In January 2016, Corey-Disch expanded the business to include a café and began offering a variety of desserts and pastries.

“Having meals and pastries and selling wholesale was the answer on how to make a sustainable livelihood,” she said. “There was a lot of trial and error when it came to what we would offer and thankfully we had supporters who followed along with us as to what worked and what didn’t.”

Community Loaves prides itself on using ethically sourced, organic ingredients, Corey-Disch said.

“Our flour is from an organic stone ground mill in North Carolina, which we get it fresh every three weeks,” she said. “We get our eggs from a pasture-raised farm, Bethesda Farm, our dairy from Wainwright Dairy, and in-season produce from as many local farms as possible.”

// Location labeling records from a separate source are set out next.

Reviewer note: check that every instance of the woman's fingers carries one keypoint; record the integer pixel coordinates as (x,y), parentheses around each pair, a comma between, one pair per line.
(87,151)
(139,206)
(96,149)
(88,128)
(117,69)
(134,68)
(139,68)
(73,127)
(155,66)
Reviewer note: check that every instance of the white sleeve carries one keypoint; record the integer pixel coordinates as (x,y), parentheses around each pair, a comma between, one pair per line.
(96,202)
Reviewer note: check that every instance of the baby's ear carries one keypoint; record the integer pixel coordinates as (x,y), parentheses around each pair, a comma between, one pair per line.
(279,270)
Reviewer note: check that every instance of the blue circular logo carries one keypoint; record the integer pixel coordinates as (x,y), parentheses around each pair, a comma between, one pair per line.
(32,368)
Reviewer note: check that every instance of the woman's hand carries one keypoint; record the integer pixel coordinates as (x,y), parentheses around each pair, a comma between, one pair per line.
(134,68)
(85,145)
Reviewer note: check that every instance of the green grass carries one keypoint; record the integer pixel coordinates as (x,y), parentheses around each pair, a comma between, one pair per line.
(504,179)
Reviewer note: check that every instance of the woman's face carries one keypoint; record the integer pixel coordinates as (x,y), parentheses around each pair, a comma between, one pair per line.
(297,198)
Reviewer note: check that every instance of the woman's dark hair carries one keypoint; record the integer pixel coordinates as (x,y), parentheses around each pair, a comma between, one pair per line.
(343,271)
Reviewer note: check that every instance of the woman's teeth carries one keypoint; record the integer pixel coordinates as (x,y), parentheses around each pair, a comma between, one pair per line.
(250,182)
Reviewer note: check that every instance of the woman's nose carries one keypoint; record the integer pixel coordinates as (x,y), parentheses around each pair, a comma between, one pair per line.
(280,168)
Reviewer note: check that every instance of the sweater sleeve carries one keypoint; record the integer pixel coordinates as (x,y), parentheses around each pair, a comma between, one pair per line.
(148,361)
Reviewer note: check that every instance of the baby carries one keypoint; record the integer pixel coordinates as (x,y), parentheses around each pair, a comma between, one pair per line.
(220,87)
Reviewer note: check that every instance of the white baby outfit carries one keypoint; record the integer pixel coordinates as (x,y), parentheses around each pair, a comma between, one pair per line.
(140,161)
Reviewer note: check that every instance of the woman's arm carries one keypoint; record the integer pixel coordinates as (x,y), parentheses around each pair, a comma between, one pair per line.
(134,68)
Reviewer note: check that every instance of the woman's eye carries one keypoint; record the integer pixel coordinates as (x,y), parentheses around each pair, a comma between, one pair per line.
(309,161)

As Corey-Disch prepares to head to Boston for the fellowship, which will be held Sept. 10-15, she’s looking forward to meeting other women who are at similar places in their lives.

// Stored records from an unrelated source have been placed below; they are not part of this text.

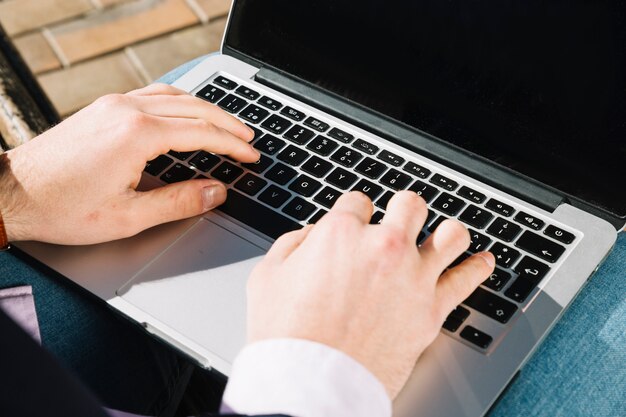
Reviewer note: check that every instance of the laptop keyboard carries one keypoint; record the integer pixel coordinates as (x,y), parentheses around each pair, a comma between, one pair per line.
(307,164)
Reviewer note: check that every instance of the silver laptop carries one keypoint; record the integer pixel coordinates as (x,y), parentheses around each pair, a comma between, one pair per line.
(507,116)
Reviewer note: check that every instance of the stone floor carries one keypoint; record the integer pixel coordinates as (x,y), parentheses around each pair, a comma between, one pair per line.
(82,49)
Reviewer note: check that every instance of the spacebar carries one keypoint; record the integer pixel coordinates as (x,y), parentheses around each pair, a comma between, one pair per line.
(257,216)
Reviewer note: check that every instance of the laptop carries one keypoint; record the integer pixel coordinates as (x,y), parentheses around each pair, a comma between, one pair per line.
(508,116)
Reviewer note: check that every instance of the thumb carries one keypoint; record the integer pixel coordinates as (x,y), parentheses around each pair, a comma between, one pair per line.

“I’m hoping to become more capable of defining our financial goals and addressing a work/life balance,” she said. “My husband and I are having a baby in December, so I’ll need to let the business run itself while I’m not there and this event has accelerated that process for me.”

The “Women’s Entrepreneurial Leadership” program curriculum will cover advanced business and finance matters related to entrepreneurship and expansion, as well as provide gender-specific training and leadership development.

Corey-Disch and the other fellowship participants will be paired with a mentor who will provide expertise and career development support on an ongoing basis once the program concludes.

“I’m happy where we are, but this will make me think about our goals and get me to work towards another goal,” she said. “It’s going to be a good challenge.”